Existen emociones desagradables, como la ira y el enfado, que esconden mensajes reveladores. Estas emociones nos están transmitiendo algo muy profundo sobre nosotros: miedos que somos incapaces de reconocer y aceptar.
¿Por qué no queremos reconocer nuestros miedos? Las trampas de nuestros pensamientos nos empujan a caer, una y otra vez, en el enfado, la rabia y el malestar. Acabamos así por encontrarnos a merced de nuestros razonamientos, al quedarnos con un análisis consciente y superficial de nuestros miedos.
Vivimos bajo una presión social, donde los miedos están considerados como una vulnerabilidad, algo que nos hace débiles. Tenemos esa creencia que nos hace enterrar nuestros miedos a nuestro subconsciente. Es así como se revela bajo la apariencia de ira ante situaciones que escapan de nuestro control, que forman parte de nuestros temores más profundos.
Es más fácil sentir la ira que reconocer el miedo
Estamos más habituados a ver personas enfadarse y caer en la ira, que a ver personas capaces de reconocer sus miedos. Nos obstinamos en la ira, manifestándola ya sea hacia nosotros mismos (produciendo respuestas psicosomáticas), o exteriorizándola. En el segundo caso, la proyectamos hacia los demás basándonos en la creencia de que ha sido otra persona o una situación lo que nos ha hecho sentir ese gran enfado convertido en ira.

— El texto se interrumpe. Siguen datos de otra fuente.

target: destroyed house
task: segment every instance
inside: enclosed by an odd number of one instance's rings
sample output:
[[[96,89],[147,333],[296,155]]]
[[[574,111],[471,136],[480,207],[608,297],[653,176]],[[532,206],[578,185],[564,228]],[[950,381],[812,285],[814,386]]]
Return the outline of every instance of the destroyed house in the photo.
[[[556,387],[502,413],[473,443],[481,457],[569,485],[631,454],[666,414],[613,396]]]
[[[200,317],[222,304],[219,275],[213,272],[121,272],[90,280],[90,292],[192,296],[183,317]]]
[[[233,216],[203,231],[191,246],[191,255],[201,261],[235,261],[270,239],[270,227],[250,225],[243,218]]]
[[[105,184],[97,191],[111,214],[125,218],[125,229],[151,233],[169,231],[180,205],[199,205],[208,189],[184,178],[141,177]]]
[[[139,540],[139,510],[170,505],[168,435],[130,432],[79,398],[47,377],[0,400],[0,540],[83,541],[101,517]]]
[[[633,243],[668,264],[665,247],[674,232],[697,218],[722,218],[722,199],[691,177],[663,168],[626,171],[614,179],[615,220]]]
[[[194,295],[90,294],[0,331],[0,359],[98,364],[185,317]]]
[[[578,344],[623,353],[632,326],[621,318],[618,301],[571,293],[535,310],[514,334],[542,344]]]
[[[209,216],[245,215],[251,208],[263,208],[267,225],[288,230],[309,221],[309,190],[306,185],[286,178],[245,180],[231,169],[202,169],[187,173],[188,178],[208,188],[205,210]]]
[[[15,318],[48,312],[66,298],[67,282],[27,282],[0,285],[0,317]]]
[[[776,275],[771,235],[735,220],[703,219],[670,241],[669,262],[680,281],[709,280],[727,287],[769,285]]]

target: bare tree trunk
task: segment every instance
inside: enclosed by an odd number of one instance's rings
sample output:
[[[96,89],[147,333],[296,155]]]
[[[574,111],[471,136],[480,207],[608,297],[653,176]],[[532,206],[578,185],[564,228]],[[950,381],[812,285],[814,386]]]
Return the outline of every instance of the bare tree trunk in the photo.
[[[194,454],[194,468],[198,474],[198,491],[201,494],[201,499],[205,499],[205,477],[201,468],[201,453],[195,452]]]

Gestionar la ira tampoco nos resulta sencillo, aunque sí estamos más familiarizados con ella que con el miedo. Se encuentra a un nivel más superficial y es por eso que en ella se ocultan otros asuntos, aquellos que no hemos atendido o que no estamos preparados para afrontar.
Seguro que te has encontrado con personas que están siempre enfadadas, parece que forma parte de su carácter, sin embargo, tras esa actitud existen muchos motivos que la están manteniendo. La ira solo sería la punta del iceberg, lo que podemos ver.
Cuando reprimimos nuestro enfado
Cuando el enfado se presenta en nuestras vidas y no entendemos sus causas, comenzamos a darle vueltas sobre lo ocurrido, intelectualizamos la emoción y acabamos por no permitirnos sentir la rabia y el dolor.
No entendemos ciertos enfados, los consideramos desproporcionados, injustificados y sin sentido, en muchas ocasiones. Nos atrevemos a juzgar lo que sentimos con la pretensión de no sentirlo. Les restamos valor y los vamos guardando en nuestro sótano interno. Lo cierto es que aparecen por una razón aún más profunda y estamos anulando toda posibilidad de comprender y atender dicha razón.
Nuestra tendencia habitual es la de separar la mente de las emociones, dejando que sea la mente quien se encargue de apaciguar lo que sentimos, olvidándonos así de nuestro cuerpo y nuestros sentimientos.
Nos liberamos de la ira comprendiendo nuestros miedos
Tenemos un repertorio de miedos bastante grande, que han sido alimentados desde nuestra infancia, reforzados por la sociedad y ampliados por nuestra falta de auto-conocimiento. No cabe duda de que los responsables y los encargados de atender estos miedos somos nosotros mismos.
Cuando somos capaces de responsabilizarnos de nuestros miedos, somos a su vez capaces de no juzgarnos ante lo que sentimos y experimentamos. Es en este punto es cuando ya no tenemos la necesidad de culpar, manipular y mentir. Al darnos cuenta de que nos somos los responsables de lo que sientan los demás, ya que solamente lo somos de lo que sentimos nosotros.
Estos son algunos ejemplos que sirven especialmente para cuando los enfados son recurrentes: un enfado porque alguien no haya llegado puede estar indicando un temor al abandono. Un enfado por algo que nos hayan dicho y no nos haya gustado, puede indicar miedo a la falta de reconocimiento o a que ya no nos amen.
Los miedos están arraigados a enfados que son recurrentes. Aparece la ira abarcando cada vez más situaciones, y nos encontramos con rabia creyendo que son los demás quienes la generan. Esto impide que exploremos nuestros miedos y nos hagamos cargo de ellos, privándonos así de la oportunidad de comprenderlos y sanarlos.